Possibly the longest running "CeSSIAMcita", Ms. Romero-Abal has been working with CeSSIAM since 1989. A licensed laboratory technician, Ms. Romero-Abal began her tenure at the Center mostly helping out with lab work, and has been involved in projects such as the involving micronutrients (vitamin A, iron, and zinc). She is also involved in data analysis for several CeSSIAM studies. Ms. Romero-Abal sometimes supervises students that come to work with CeSSIAM, and is, in fact, currently a student herself, working on her Master's in Public Nutrition at the Universidad de San Carlos.
Ms Alvarado has been associated with CeSSIAM since 2004, having completed her graduation thesis at the Universidad Francisco Marroquin on the topic of abdominal circumference in schoolchildren. She completed a Masters degree in International Public Health Nutrition at the Wageningen University in the Netherlands with a project on the reproducibility of self-reported weight, height and body image in Guatemala. She is currently working on programs of maize consumption.
Ms Mayorga, a research nutritionist Fellow, has been with CeSSIAM since 1998, when she performed her graduation thesis on the topic of body composition among lactating women in Alta Verapaz.

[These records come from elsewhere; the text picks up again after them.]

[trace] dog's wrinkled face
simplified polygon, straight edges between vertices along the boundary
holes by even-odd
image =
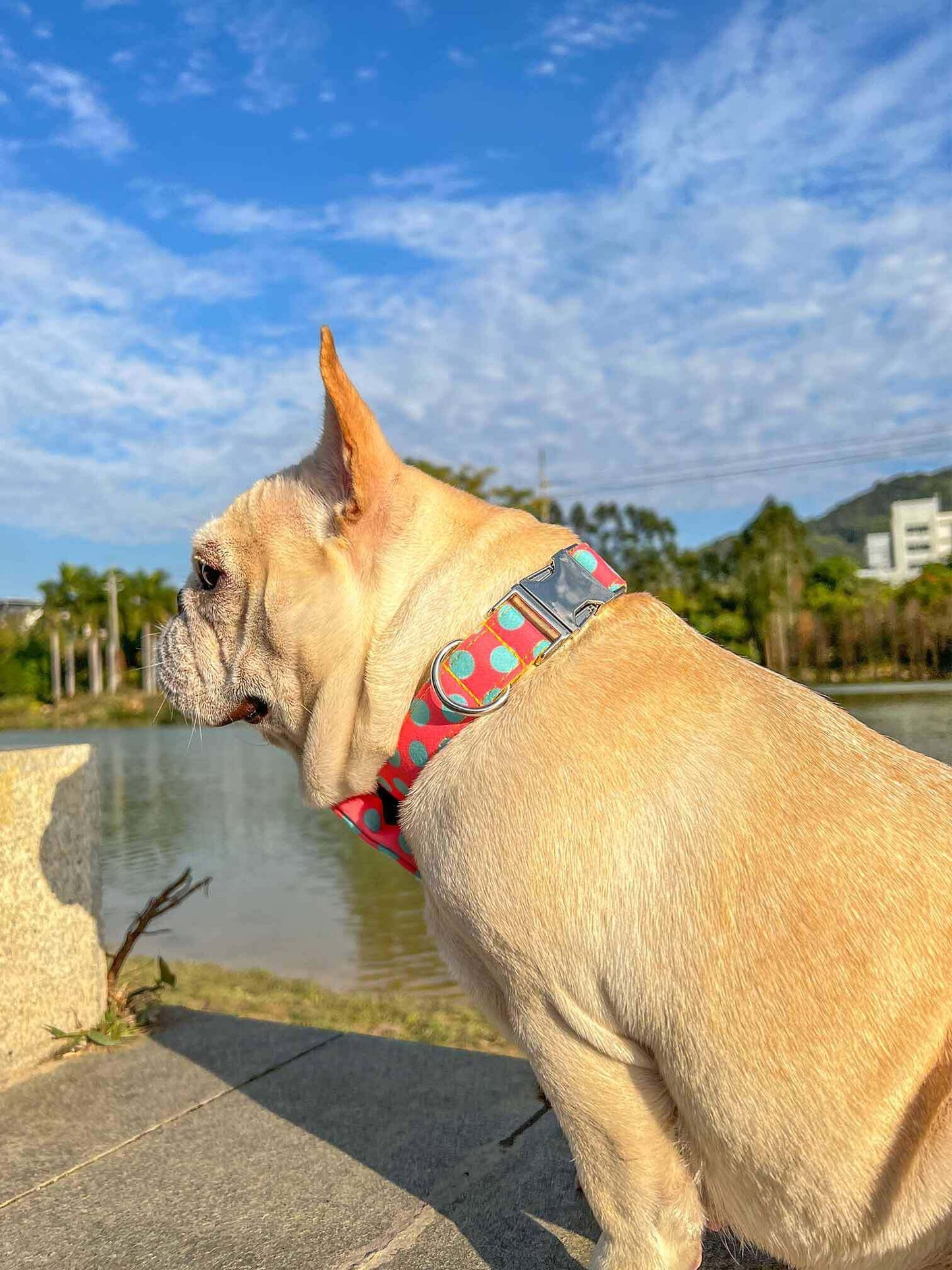
[[[199,530],[179,615],[159,646],[162,687],[187,718],[245,719],[297,753],[322,674],[315,663],[334,653],[329,640],[306,639],[302,618],[345,605],[333,513],[312,467],[259,481]]]
[[[385,536],[385,491],[392,502],[402,465],[326,329],[321,373],[317,450],[195,535],[179,613],[159,645],[159,677],[185,718],[245,720],[296,754],[306,796],[326,804],[347,791],[344,751],[371,625],[360,574]]]

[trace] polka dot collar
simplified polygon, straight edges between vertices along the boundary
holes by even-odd
[[[433,679],[439,695],[430,682],[420,687],[377,789],[338,803],[336,814],[364,842],[419,876],[397,812],[426,762],[479,716],[453,706],[498,709],[510,683],[623,591],[625,579],[584,542],[556,552],[545,569],[518,582],[468,639],[438,654]]]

She also worked on carotenoid content of breast milk before leading the field interviewers for the Guatemalan Concordance project. She is currently working on the programs on maize consumption with Viki Alvarado and Maria José Soto.
Ms. Campos has been working at CeSSIAM since 2000 when she became a research nutritionist fellow.. From 2001 to 2006, she was involved in the Zinc Project, and also completed her student thesis during this time. Ms. Campos is responsible for organizing contacts for projects, as well as collecting, entering and analyzing data for many CeSSIAM projects. She is currently involved with writing a paper for the rural segment of the Complementary Feeding project.

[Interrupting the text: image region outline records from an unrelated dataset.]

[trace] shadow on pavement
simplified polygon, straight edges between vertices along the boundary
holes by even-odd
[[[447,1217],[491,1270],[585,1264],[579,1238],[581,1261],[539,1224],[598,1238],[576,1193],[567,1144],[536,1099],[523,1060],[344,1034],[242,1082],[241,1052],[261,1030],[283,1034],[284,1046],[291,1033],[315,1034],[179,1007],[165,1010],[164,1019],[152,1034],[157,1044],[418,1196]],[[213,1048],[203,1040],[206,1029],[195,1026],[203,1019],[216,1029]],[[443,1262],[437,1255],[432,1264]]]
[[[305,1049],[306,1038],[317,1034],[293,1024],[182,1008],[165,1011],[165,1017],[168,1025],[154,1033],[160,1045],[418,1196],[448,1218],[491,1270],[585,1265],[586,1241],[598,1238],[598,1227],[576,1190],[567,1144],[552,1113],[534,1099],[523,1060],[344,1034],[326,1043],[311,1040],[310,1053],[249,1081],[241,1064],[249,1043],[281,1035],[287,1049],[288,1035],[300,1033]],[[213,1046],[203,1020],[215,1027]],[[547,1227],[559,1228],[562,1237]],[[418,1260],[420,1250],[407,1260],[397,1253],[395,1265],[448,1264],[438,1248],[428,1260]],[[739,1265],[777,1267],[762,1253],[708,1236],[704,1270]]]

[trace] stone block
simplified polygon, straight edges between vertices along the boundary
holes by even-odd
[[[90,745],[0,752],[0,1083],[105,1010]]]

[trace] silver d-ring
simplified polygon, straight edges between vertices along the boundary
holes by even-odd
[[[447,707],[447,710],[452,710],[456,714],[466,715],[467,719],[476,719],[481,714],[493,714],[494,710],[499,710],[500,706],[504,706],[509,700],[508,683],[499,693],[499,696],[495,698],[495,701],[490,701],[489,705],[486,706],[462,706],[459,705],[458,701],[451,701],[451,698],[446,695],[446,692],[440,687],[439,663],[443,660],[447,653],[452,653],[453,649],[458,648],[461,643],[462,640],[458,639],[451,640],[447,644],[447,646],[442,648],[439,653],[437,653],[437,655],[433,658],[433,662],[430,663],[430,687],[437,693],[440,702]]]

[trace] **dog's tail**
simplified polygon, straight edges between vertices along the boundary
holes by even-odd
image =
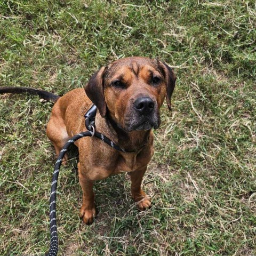
[[[54,102],[56,102],[60,98],[58,95],[53,94],[45,91],[26,87],[0,87],[0,94],[2,93],[29,93],[37,95],[44,100],[52,101]]]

Ms. Soto began working with CeSSIAM in 2007 as a nutrition student working on her thesis at the Universidad Rafael Landivar. Since March 2008 she has been working at CeSSIAM, helping coordinate Masters students’ field research, making arrangements, and assisting with data entry. She has also been working with Ms. Mayorga and Ms. Alvarado on the day-care center research projects, and is currently involved with the Complementary Feeding Project.

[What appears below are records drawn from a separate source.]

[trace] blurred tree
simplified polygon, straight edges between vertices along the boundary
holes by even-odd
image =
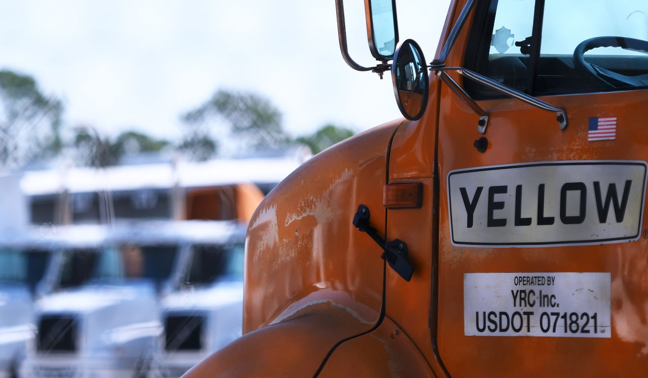
[[[281,125],[281,112],[270,100],[254,93],[217,91],[181,118],[194,126],[220,118],[229,124],[233,137],[257,149],[278,148],[290,143]]]
[[[0,168],[60,151],[64,107],[60,100],[43,94],[32,77],[2,70],[0,101]]]
[[[114,143],[121,154],[157,152],[169,145],[168,140],[156,139],[137,131],[124,131],[117,136]]]
[[[330,124],[325,125],[310,135],[299,137],[295,140],[310,148],[314,154],[353,135],[353,131]]]
[[[73,144],[80,164],[103,168],[115,165],[126,155],[157,152],[169,145],[167,140],[133,131],[124,131],[114,140],[102,136],[91,126],[75,128]]]
[[[203,128],[191,127],[185,133],[178,150],[191,160],[204,161],[216,154],[218,147],[218,142]]]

Ms. Crowley is a January 2009 graduate of the Boston University School of Public Health, with a concentration in International Health. She first came to CeSSIAM for five weeks in March and April of this year, and has returned to stay from June through August. Ms. Crowley will be assisting Ms. Montenegro and Ms. Alvarado in the two Summer Projects: a study on the Non-invasive Screening of Hematological Status Project and Assessment of Prevalence of Asymptomatic Giardiasis in Day-Care Center Settings.